Affaire Benalla: et maintenant?
FRANCE Le parlement français s’apprête à partir en vacances. Le gouvernement l’imitera bientôt, et l’affaire Benalla sera (provisoirement?) mise en sommeil. Mais pour Emmanuel Macron, il y aura bien un «avant» et un «après»
Que restera-t-il de «l'affaire Benalla» après les vacances? Mardi, l'Assemblée nationale a rejeté les deux motions de censure déposées par la droite et la gauche, non dans le but de faire tomber le gouvernement (il n'y avait aucun risque), mais pour obliger celui-ci à venir s'expliquer et surtout mettre en cause Emmanuel Macron et sa pratique du pouvoir.
Des députés de droite et de gauche (plus Marine Le Pen) ont mêlé leurs voix, provisoirement réunis par cette affaire depuis que le quotidien Le Monde a révélé le 18 juillet qu'un collaborateur du président de la République, Alexandre Benalla, avait fait le coup de poing le 1er mai (sans doute même à plusieurs reprises) contre des manifestants en se faisant passer pour un policier.
Comme une série télévisée
L'affaire ressemble à une série télévisée avec épisodes plus ou moins rocambolesques. On y croise ainsi le bus dans lequel les footballeurs vainqueurs de la Coupe du monde ont défilé sur les Champs-Elysées, et dont le tempo était dicté par Alexandre Benalla; des armes qui disparaissent et réapparaissent au gré des perquisitions policières; un conseiller que certains prenaient pour le responsable de la sécurité du président et d'autres pour un bagagiste; des hauts fonctionnaires qui contredisent le ministre de l'Intérieur, Gérard Collomb, qui semble lui-même tout apprendre par les journaux…
A l'Assemblée nationale, la commission d'enquête parlementaire s'est séparée le 1er août sur un constat d'échec. La majorité favorable au président de la République ayant refusé les auditions du secrétaire général de l'Elysée et d'Alexandre Benalla lui-même (par ailleurs mis en examen, notamment pour «violences publiques»), l'opposition a claqué la porte. Faute de consensus, il n'y aura même pas de rapport.

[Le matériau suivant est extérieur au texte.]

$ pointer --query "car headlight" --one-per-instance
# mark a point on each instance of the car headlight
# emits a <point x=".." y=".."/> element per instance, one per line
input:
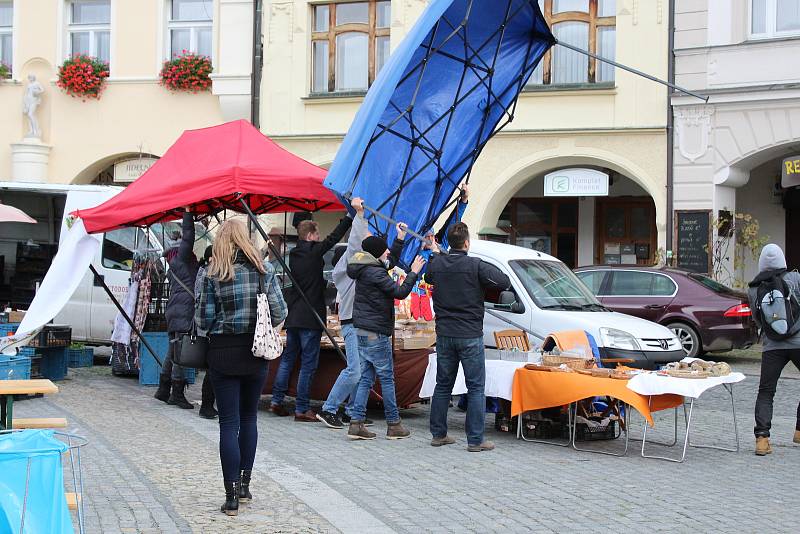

En revanche, au Sénat, où la droite est majoritaire, la commission d'enquête prévoit de reprendre ses travaux à la rentrée et de les poursuivre six mois durant. Alexandre Benalla, l'homme qui se prenait pour un cow-boy (un «barbouze», selon l'opposition), devrait y être convoqué.
L’opposition relève la tête
La question essentielle concerne le niveau d'approbation d'Emmanuel Macron, et ce que l'affaire Benalla révèle de sa présidence. Pour le premier ministre Edouard Philippe, l'affaire se résume à «des fautes individuelles et de petits arrangements entre un chargé de mission et des policiers affectés à la préfecture de police de Paris», alors que l'opposition parle de «scandale d'Etat».
Pour Emmanuel Macron, qui semblait marcher sur l'eau depuis un an, il y aura bien un «avant» et un «après» l'affaire Benalla. L'opposition, comme asphyxiée depuis 2017 par l'émergence de ce président transgressif de 40 ans, a repris du poil de la bête. Il semble quasiment acquis que le Sénat ne votera pas la révision constitutionnelle, qui est peutêtre déjà enterrée. Surtout, la pratique monarchique du pouvoir, vieille comme la Ve République, apparaît comme utilisée par l'actuel président jusqu'à la caricature. Et l'affaire a révélé ce qu'on subodorait: hormis Edouard Philippe, le gouvernement est politiquement faible et la majorité reste d'un amateurisme confondant.
Pour l'instant, les sondages sont contradictoires sur les réactions des Français. Mais Emmanuel Macron a eu tort en assurant à plusieurs reprises que ceux-ci ne s'intéressaient pas à cette «tempête dans un verre d'eau». Ils se sont au contraire passionnés pour la saison 1 de l'affaire Benalla, faisant exploser les audiences de la principale chaîne d'information, BFMTV, mais aussi celles des chaînes parlementaires, habituellement confidentielles. Qui l'eût cru?